Cependant, il ne faut pas s'attendre à des investissements dans les prochains mois. "C’est trop tôt. Il y a déjà le port de Berbera [Somaliland] et le port de Doraleh [à Djibouti]. Certainement les Émiratis, déjà bien implantés dans cette région, vont mettre en place un pion sur l’échiquier, notamment leur opérateur DP World", explique le chercheur.

De la concurrence pour Djibouti

Ce rapprochement entre l'Éthiopie et l'Érythrée pourrait néanmoins faire grincer des dents. Djibouti, dont l’emplacement géostratégique est unique, a longtemps bénéficié de l’instabilité dans la région – le pays est au carrefour de la mer Rouge de  la Méditerranée et de l’Asie du Sud-Est. Mais le pays pourrait craindre une réduction de son marché portuaire à cause de la montée de la concurrence. Encore que Berbera est plus près de l’Éthiopie que de Djibouti. "D’ici à 2021-2022, le trafic va fortement décliné au niveau de Djibouti. Évidemment, ils ont peur de partager. Donc ils sont moroses", pense Gérard Prunier. Il ajoute : "Le port de Djibouti, du fait de sa situation monopolistique, coûte cher. Ils augmentent tout le temps les tarifs et négligent les marchandises".

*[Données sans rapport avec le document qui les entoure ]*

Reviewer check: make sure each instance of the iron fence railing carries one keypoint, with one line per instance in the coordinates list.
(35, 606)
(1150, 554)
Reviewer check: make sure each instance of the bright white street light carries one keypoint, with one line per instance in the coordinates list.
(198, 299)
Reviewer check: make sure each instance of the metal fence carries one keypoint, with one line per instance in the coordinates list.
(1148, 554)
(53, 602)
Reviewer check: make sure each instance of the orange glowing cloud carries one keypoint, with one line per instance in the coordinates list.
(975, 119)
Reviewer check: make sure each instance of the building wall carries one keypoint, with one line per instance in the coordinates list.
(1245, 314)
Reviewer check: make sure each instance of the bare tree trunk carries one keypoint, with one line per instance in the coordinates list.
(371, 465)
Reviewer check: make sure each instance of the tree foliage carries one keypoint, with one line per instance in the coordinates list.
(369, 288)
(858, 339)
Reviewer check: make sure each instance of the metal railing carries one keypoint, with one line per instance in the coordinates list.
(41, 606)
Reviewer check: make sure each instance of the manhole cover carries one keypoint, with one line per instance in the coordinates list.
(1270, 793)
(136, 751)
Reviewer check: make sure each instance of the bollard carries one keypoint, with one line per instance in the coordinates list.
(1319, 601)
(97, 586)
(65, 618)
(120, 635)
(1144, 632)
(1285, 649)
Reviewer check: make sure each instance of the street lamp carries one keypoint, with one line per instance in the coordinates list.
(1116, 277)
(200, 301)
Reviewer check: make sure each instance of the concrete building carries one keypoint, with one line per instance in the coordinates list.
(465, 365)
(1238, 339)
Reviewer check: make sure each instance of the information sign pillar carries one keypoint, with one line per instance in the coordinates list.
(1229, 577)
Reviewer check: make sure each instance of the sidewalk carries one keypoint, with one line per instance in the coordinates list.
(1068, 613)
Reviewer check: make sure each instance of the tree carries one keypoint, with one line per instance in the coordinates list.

Mais Djibouti, qui abrite également plusieurs bases militaires, essaye de moderniser ses infrastructures, et a ouvert, il y a peu, deux autres ports. Un chemin de fer entre Addis-Abeba et Djibouti a aussi été inauguré en 2016. Le rapprochement entre l'Érythrée et l'Éthiopie et les probables investissements qui suivront ne pourront que stimuler économiquement la région.